We should focus on the people who do not have a voice like the children suffering in the most well-funded school systems in the world delivering some of the worst education outcomes of any wealthy nation. The indigenous children in remote communities who will no longer be protected from alcohol fuelled violence or have welfare payments preserved for fresh food and clothes. Just because tax payer funded welfare advocates are more interested in vulnerable people having unfettered access to drink than their children have to food.
Or not spending $240 million to put guard compartments back in train carriages because we cannot be bothered standing up the thugs at the RTBU and would rather the travelling public and taxpayers suffer than taking up arms against a sea of troubles and by opposing end them.
We need to bear the torch of liberty because if we do not there is no one left who will.

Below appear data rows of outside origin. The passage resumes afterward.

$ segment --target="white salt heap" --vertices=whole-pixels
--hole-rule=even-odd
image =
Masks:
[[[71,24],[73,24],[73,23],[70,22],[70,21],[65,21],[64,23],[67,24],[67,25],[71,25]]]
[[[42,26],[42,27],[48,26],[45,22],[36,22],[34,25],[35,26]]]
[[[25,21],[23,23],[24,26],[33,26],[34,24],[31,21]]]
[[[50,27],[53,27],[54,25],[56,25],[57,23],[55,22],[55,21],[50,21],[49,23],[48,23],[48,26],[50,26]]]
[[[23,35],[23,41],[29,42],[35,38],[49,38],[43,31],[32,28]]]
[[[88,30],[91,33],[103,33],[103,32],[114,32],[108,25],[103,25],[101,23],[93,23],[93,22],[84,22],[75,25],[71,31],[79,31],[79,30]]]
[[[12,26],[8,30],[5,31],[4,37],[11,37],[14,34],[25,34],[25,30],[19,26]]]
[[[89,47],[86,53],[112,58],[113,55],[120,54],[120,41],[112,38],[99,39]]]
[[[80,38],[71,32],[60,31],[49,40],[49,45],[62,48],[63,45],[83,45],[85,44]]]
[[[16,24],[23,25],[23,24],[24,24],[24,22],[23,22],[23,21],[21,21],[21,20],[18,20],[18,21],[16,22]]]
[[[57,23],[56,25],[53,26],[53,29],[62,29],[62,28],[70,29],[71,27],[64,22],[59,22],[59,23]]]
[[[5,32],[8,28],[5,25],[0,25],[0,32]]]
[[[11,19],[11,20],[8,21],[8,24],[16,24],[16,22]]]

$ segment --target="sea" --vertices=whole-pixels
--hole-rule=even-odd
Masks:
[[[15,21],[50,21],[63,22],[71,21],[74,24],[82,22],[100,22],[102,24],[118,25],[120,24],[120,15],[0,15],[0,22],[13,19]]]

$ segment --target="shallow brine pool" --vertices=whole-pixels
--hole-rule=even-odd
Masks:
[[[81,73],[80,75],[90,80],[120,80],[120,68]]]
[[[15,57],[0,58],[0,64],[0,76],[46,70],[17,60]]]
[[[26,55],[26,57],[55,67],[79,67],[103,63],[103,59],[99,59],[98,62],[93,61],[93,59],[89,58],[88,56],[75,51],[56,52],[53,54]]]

In the Roman Empire there were two great orators Cato and Cicero. Patriarch’s rediscovery of Cicero in 1400s is believed to be what sparked the Renaissance such is the depth of his thinking and the breadth of his moral universe. Cato demanded that the Republic protect its citizens and liberty. He most famously ended every speech in the Senate with the words Carthage must be destroyed. It is said that when Cicero spoke people were struck with the profundity of his words; but when Cato spoke people were struck by the desire to march.
We need to stop using our opponent’s stories and their words. We need to be more like Cato now than ever.
Ronald Reagan’s concluding words at the 1976 Republican Convention speak to us more now than then:
This is our challenge and this is why we are here in this hall tonight. Better than we've ever done before, we've got to quit talking to each other and about each other and go out and communicate to the world that we may be fewer in numbers than we've ever been but we carry the message they're waiting for. We must go forth from here united, determined and what a great general said a few years ago is true: There is no substitute for victory.